Generative AIブームなどで回復傾向も垣間見えるVC市場ですが、領域によりその状況は様々です。FoodTech領域は2023Q1に2017以来の最低水準を記録し、Mobility Tech領域も大型の資金調達案件が数件あったものの2022Q4に見せた回復傾向から一転し2023Q1で再び減少しました。
今週も投資案件を数件ピックアップしていますが、共通するのはその領域を抜本的に変革する技術を開発しているということです。


今週の投資先ハイライト

より効果的で安全な全身療法を提供するために設計されたClick-to-Releaseの治療薬を開発する"Tagworks"がSeries Aで$65Mを調達

主な投資家

  • New Enterprise Associates (NEA)

  • Novartis Venture Fund

概要

Tagworks Pharmaceuticalsは、Ysios CapitalとGilde Healthcareがリードし、Novartis Venture Fund、 New Enterprise Associates (NEA)、Lightstone Venturesが参加したSeries Aで$65Mを調達した。

より効果的で安全な全身療法を提供するために設計されたClick-to-ReleaseケミストリーのパイオニアであるTagworksは、調達した資金をTagworksの主要なClick--clevable ADCプログラムであるTGW101と、同社独自のClick-to-Releaseプラットフォームの開発に当てる予定です。

Tagworksのプラットフォームは、トリガー分子とのin vivoクリック反応によって誘導される制御された薬物放出を可能にします。ADCに適用された場合、トリガーによるオンターゲット放出は非内部化ターゲットに範囲を拡大し、不均一なターゲット発現を持つ腫瘍の殺傷に高いバイスタンダー効果をもたらします。このプラットフォームはまた、免疫調節剤のオンターゲット活性化と放射性医薬品のオフターゲット不活性化を可能にし、安全性と治療指数を高めます。

Tagworksの共同設立者兼CEOは、Philips Healthcare社内でTagworksの生体内化学に取り組むチームを率い、Tagworksのスピンアウトを主導し、Click-to-Releaseアプローチやその他の生体内クリックを介した治療アプリケーションをさらに発展させました。

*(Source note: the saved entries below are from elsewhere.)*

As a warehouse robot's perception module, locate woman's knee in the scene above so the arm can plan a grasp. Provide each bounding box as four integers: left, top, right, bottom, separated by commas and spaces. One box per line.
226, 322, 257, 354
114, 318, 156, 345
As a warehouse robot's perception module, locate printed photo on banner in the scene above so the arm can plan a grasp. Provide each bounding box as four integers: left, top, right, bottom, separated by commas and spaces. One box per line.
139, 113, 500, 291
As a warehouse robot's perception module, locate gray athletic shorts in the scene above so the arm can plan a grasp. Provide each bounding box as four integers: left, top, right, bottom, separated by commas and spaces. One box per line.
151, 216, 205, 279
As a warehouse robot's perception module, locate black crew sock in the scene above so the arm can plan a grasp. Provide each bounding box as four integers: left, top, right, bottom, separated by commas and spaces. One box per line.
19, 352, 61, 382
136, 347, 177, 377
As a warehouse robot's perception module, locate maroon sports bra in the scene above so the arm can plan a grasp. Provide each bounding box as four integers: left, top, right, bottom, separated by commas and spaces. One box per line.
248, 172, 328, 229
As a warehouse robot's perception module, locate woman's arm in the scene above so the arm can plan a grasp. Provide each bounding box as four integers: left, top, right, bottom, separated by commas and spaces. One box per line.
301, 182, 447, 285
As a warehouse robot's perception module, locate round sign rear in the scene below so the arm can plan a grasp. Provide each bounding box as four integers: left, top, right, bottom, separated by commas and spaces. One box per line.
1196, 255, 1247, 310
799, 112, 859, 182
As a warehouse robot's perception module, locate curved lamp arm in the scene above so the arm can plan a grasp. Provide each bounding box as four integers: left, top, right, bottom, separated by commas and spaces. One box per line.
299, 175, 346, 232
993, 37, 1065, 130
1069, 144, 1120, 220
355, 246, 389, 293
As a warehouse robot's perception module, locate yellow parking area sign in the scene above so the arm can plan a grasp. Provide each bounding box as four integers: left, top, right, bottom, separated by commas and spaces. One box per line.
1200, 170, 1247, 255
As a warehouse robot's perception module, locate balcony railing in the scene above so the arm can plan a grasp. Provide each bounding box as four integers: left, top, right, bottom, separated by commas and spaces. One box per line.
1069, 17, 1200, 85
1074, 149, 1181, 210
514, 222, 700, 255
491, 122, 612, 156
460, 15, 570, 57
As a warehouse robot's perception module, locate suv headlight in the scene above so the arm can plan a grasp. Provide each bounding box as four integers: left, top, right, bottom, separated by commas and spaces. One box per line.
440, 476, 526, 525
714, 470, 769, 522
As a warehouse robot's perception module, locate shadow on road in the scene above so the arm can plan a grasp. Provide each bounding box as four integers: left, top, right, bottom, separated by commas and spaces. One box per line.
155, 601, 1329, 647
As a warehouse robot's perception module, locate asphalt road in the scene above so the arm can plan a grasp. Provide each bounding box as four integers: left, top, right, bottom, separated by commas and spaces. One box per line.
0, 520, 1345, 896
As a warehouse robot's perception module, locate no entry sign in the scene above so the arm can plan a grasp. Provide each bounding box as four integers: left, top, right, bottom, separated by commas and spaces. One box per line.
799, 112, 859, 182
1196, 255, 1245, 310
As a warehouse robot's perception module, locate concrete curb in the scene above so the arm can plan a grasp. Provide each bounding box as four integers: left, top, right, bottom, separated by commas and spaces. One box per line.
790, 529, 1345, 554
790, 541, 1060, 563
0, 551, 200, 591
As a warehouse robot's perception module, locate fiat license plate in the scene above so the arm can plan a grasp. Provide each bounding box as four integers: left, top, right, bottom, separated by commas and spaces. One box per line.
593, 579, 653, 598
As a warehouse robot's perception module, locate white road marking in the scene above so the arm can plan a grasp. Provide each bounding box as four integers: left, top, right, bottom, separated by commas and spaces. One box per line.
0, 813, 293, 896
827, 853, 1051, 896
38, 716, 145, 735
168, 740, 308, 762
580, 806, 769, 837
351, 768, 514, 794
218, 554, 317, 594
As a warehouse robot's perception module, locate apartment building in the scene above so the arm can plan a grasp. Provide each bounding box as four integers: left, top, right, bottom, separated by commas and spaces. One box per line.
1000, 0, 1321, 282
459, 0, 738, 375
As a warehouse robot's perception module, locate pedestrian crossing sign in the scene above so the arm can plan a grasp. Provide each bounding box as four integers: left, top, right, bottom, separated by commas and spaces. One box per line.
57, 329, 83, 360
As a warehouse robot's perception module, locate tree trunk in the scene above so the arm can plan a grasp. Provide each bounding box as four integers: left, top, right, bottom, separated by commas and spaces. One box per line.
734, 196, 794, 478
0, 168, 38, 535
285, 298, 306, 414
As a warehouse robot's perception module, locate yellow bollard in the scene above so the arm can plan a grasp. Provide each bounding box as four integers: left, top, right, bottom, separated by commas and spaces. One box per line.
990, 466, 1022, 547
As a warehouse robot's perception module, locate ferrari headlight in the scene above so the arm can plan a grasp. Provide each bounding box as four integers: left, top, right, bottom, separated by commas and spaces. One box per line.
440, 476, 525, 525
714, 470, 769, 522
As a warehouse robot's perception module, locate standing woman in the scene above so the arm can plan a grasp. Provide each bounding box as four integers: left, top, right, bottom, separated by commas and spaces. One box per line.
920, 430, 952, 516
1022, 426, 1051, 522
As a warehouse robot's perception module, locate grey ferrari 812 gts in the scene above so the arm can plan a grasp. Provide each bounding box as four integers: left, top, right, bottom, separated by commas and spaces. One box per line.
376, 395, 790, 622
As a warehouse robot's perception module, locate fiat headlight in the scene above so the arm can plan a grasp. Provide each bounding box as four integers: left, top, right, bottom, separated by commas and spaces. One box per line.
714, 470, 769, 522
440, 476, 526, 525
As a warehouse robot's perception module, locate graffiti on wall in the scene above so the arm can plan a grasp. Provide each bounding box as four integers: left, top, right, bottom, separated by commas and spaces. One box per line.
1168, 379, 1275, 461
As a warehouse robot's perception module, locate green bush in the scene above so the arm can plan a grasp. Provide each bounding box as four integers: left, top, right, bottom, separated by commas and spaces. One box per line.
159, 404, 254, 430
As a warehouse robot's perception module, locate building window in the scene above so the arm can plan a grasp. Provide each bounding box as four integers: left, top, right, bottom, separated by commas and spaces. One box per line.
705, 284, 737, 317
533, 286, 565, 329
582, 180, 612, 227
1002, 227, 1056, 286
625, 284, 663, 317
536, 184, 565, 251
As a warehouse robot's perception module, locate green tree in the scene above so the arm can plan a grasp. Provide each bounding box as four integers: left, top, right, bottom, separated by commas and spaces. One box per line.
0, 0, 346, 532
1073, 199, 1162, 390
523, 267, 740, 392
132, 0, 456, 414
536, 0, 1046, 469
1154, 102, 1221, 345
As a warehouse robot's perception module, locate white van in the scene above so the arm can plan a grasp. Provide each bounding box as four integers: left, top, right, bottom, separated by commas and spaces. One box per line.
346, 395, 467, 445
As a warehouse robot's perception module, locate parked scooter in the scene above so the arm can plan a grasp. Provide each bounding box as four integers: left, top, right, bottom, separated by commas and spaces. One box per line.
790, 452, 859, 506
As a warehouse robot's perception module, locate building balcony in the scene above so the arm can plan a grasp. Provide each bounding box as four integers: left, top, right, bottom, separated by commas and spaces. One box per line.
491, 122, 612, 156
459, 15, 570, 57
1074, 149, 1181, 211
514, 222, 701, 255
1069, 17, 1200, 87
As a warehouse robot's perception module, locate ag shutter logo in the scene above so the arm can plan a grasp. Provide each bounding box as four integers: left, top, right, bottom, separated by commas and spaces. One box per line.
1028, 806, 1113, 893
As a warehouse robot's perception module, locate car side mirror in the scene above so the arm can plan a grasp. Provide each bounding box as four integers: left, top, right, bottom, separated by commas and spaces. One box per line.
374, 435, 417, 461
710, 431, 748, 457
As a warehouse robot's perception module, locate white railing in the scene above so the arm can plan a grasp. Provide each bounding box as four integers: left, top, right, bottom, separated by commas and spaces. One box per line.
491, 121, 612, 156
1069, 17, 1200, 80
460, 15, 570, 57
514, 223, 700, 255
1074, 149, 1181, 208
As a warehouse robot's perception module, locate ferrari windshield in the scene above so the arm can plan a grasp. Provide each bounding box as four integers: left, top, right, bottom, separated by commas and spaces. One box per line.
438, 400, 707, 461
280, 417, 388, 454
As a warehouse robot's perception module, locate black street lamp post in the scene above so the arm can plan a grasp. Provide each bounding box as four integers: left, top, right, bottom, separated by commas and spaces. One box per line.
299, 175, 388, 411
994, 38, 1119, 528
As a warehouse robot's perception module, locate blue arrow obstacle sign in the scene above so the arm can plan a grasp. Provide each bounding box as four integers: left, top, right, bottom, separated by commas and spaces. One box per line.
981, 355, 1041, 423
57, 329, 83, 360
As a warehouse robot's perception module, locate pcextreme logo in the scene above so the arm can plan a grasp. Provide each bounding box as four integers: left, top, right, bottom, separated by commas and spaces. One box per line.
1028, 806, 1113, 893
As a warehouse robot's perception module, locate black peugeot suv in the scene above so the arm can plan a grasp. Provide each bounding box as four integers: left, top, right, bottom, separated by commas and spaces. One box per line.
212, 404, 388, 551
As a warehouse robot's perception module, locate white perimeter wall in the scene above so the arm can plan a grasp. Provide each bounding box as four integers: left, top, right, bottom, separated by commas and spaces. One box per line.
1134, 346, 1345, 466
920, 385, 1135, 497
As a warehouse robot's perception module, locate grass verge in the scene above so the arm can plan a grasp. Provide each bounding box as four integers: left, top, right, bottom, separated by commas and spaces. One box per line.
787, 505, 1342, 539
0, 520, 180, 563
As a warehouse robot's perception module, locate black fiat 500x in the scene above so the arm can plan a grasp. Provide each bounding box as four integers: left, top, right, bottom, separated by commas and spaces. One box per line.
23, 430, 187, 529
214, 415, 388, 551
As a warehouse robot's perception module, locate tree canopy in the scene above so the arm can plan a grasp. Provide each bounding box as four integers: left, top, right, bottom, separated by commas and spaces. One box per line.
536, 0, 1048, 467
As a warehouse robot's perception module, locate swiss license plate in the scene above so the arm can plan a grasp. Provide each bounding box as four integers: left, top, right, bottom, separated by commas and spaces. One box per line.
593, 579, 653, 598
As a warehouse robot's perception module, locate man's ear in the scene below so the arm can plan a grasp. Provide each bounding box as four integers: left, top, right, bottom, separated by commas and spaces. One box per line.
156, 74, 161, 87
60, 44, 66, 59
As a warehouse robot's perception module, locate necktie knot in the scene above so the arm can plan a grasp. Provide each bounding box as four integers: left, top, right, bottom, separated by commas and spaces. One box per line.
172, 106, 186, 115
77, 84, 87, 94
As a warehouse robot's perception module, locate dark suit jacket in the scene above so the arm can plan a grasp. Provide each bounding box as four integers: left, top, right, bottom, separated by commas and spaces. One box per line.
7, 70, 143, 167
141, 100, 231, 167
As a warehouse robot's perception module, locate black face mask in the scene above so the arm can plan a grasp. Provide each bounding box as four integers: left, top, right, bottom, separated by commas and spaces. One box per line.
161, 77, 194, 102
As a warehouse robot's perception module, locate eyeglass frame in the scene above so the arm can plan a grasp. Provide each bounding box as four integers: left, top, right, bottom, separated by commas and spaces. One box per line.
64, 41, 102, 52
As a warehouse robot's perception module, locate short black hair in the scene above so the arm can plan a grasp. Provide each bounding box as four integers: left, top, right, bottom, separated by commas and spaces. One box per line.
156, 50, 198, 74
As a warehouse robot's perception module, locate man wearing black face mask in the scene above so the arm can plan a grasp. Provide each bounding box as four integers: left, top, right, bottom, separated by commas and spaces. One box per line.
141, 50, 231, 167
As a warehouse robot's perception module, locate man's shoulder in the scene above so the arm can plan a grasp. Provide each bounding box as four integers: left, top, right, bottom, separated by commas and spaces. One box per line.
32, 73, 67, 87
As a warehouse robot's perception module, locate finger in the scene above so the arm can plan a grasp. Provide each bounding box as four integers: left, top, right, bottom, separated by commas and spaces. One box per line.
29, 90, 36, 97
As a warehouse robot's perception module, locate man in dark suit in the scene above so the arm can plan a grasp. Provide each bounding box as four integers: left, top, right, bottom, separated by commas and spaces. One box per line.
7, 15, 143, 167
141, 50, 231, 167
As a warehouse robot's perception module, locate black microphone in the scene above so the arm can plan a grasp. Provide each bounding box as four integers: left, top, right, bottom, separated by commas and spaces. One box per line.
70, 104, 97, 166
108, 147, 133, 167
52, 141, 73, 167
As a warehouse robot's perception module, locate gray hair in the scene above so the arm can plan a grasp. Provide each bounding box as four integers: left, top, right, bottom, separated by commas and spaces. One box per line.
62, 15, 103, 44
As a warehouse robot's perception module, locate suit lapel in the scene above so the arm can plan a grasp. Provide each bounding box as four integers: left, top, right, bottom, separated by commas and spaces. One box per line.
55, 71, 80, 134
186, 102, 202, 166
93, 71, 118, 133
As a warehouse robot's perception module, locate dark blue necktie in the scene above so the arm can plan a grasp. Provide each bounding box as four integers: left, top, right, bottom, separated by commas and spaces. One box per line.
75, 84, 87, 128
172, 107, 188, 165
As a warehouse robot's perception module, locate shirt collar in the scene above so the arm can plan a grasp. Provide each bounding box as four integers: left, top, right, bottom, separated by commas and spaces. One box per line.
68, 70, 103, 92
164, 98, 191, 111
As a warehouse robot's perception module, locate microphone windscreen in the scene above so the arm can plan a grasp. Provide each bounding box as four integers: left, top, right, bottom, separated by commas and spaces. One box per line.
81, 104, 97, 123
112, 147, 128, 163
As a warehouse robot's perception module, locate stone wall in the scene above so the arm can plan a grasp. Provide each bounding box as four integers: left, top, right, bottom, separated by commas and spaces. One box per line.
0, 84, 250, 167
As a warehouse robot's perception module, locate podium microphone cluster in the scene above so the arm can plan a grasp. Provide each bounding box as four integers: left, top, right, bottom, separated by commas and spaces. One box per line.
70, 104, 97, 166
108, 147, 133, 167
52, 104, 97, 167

「当社のClick-to-Releaseアプローチは、固形がん患者の標準治療を変える準備が整っています。従来のADCの限界は、適切な内在化標的に依存していることであり、その標的は必ずしもすべてのがん種やがん細胞で発現しているわけではありません。しかし、当社のADC療法は、腫瘍微小環境におけるペイロードの化学的制御放出に基づいているため、内在化標的に依存せず、それによって、すべてのがん細胞が標的を発現しているわけではない異種腫瘍を殺傷することができます。従って、Tagworksには、制御されたペイロードの放出により、安全な方法で有効性を高め、治療指数を高める可能性があります。重要なことは、非内在化レセプターを標的とする我々のユニークなアプローチが、全く新しいがん標的の展望に取り組む機会を提供することである。今回の資金調達は、Click-to-Release技術の幅広い応用の可能性を解き放つ重要な一歩であり、現在の治療法では対処できないがん種を治療することができます」とTagworksの共同設立者兼CEOは説明しています。

同社のリードプログラムであるTGW101は、固形がんに広く発現し、臨床的に検証された非内在化標的である腫瘍関連糖タンパク質72(TAG72)を標的とするクリック開裂可能なADCです。TGW101は、腫瘍微小環境において標的を定めて制御された薬物放出と活性化を可能にするよう設計されており、その結果、現在の治療法では治療が困難な不均一な標的発現を有する腫瘍の殺傷が容易になる。今回の資金調達により、Tagworksは、このプログラムを初期の臨床実証に向かわせるとともに、現在がん領域に注力している同社の広範なパイプラインを前進させることができます。

Tagworksは、in vivo Click-ConjugationおよびClick-to-Release技術に関する広範な知的財産を保有しており、当初はそのアプローチを活用してADC標的の数を拡大していきます。TGW101に加え、パイプラインにはADCと放射性医薬品の探索段階のプログラムが含まれます。Tagworksの技術は、低分子、ペプチド、抗体やフラグメントのような大きな生体分子に適合し、毒素や免疫調節剤の幅広いクラスをカバーしています。



リアルタイム決済のグローバル・インフラを構築している"Volt"がSeries Bで$60Mを調達

主な投資家

  • IVP

  • EQT Ventures

概要

Voltは、シリコンバレーを拠点とし、Coinbase、Slack、Supercellのような企業を40年以上支援してきた実績を持つIVPがリードし、既存投資家のEQT Ventures、Augmentum Fintech PLC、Fuel Venturesなどに加え、新規投資家のCommerzVenturesが参加したSeries Bで$60Mを調達した。

リアルタイム決済のグローバル・インフラを構築しているVoltは、調達した資金を活用し、APACや南北アメリカなど新たな国際市場への進出と、欧州、英国、ブラジルの既存市場での製品開発を推進します。ロンドン・テック・ウィークに続き、シリコンバレー有数の投資家であるIVPからの今回の投資は、英国のFinTechセクターへの信任を示すものです。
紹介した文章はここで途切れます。